It’s not an easy time to be a boy, and some would say it’s not an easy time being an educator of boys. With questions regularly asked about the relative merits of single-sex versus co-education, and a culture challenging the traditional binary view of biological sex and gender, it can be easy to lose confidence in the particular work of educating boys. Committed as we are to the substantial research-based and observed benefits of single-sex schooling, at Scots we seek to constantly challenge ourselves to collaborate with others in refining — even reinventing — boys’ education.

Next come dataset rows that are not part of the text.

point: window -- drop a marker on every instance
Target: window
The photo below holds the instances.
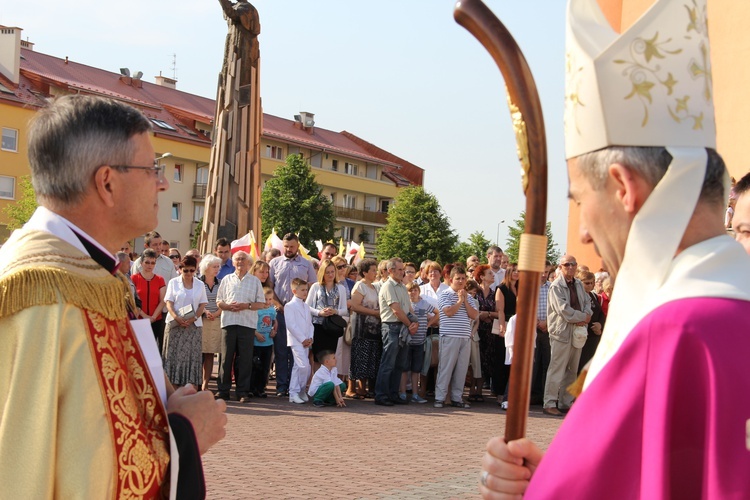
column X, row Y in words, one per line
column 347, row 232
column 163, row 124
column 274, row 152
column 315, row 160
column 176, row 211
column 198, row 210
column 350, row 201
column 201, row 175
column 7, row 187
column 10, row 140
column 350, row 169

Last Wednesday, staff from across the College had the opportunity to join educators from boys’ schools around the world for the 2021 International Boys’ Schools Coalition (IBSC) Annual Conference. Bringing together over 280 boys’ schools from 19 countries, the IBSC provides a diverse and active network for sharing and shaping best practice in boys’ education. Scots has for several years been a key member of the IBSC, hosting conferences, shaping major research projects, and partaking in professional learning activities. Dr Lambert currently serves as Vice-Chair of the IBSC, leading the Australasia region, and chairs the Research Committee, of which Dr Caitlin Munday and I are also members.

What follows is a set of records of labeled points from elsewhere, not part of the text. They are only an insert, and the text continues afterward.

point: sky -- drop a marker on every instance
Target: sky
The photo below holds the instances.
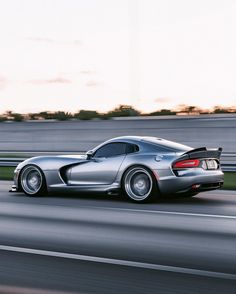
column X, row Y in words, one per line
column 96, row 54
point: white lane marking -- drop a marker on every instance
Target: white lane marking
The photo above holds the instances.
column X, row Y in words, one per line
column 30, row 207
column 121, row 262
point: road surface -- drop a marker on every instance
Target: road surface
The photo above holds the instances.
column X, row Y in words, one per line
column 104, row 244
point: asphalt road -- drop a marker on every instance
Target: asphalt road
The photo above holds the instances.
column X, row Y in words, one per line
column 103, row 244
column 77, row 136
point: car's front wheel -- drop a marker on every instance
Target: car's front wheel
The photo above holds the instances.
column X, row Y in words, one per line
column 32, row 181
column 139, row 184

This year’s Annual Conference was held virtually due to the COVID-19 pandemic, and the Australasia region was invited to host the first of four successive online sessions. I had the privilege of hosting a panel conversation on ‘Boys and Relationships’ featuring Dr Rob Loe (CEO, Relationships Foundation), Professor Nancy Hill (developmental psychologist, Harvard University) and Maree Crabbe (co-founder and Director of the Australian violence prevention project, It's time we talked). In a wide-ranging and fascinating discussion, we explored key questions such as:
- What exactly are relationships and why are they so important?

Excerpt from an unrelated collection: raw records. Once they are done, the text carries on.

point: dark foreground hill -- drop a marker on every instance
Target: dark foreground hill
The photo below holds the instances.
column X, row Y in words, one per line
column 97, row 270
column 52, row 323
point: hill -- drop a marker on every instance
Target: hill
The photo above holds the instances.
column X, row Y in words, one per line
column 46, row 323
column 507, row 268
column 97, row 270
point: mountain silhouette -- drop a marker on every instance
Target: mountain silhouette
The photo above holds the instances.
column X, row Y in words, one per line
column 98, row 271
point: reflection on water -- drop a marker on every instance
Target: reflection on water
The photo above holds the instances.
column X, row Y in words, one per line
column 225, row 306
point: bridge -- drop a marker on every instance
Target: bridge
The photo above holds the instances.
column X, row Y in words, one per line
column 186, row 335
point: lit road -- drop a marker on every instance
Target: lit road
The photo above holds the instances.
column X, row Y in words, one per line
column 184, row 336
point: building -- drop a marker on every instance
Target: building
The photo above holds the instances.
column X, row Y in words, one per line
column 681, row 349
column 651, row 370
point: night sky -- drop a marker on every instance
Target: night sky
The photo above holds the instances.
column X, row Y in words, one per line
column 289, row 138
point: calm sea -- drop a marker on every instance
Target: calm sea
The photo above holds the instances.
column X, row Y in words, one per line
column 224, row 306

- What are the key research-based ingredients for flourishing relationships?
- But how do young people learn what it means to relate well together?
- Is there anything particular about that learning journey for boys?
- How is pornography and a sexualised culture distorting how boys learn about healthy relationships?
- What sort of messages should we be taking to our parents about helping their sons grow into great relational men?
Scots staff also contributed four presentations to the conference, including:
- The Applied Entrepreneurship Program: Boys' New Pathways to the Future of Work (David Todd, Andrew Potter, Dr Ian Lambert)
- The Real Impact of Experiential Education: Practical Insights from Major Research in Boys' Education (Dr Hugh Chilton with Dr Mathew Pfeiffer, MMG Education)
- Future-Ready Boys' Schools: IBSC Research and Innovation (Dr Ian Lambert, Dr Caitlin Munday, Dr Hugh Chilton, with the IBSC Research Committee)
- Becoming a Strong 21st Century School of Character (Dr Ian Lambert, with CIRCLE Education)
Beyond the Annual Conference, we were delighted to play our part in the release of a major report with University College London on boys and technology. In December 2020, the IBSC Research Committee contracted with Professor of Learner Centred Design Rose Luckin, of UCL Knowledge Lab in London, to explore Building Learning Relationships Through the Use of Technology. The goal is to design a program of future research that aims to explore how new and emerging technologies are impacting pedagogy, relationships (especially pupil-teacher, but also pupil-pupil), and the areas of overlap between these two.
This report covers the following themes:
- Presence and how to create presence in virtual learning environments;
- Connections and what it means to know in relationships;
- Belonging and bringing together in community and classroom cultures;
- Identity and how identity impacts agency and efficacy in learning—and in relationships; and
- Learning environments, including home.
We look forward to helping shape the next phase of this significant global research.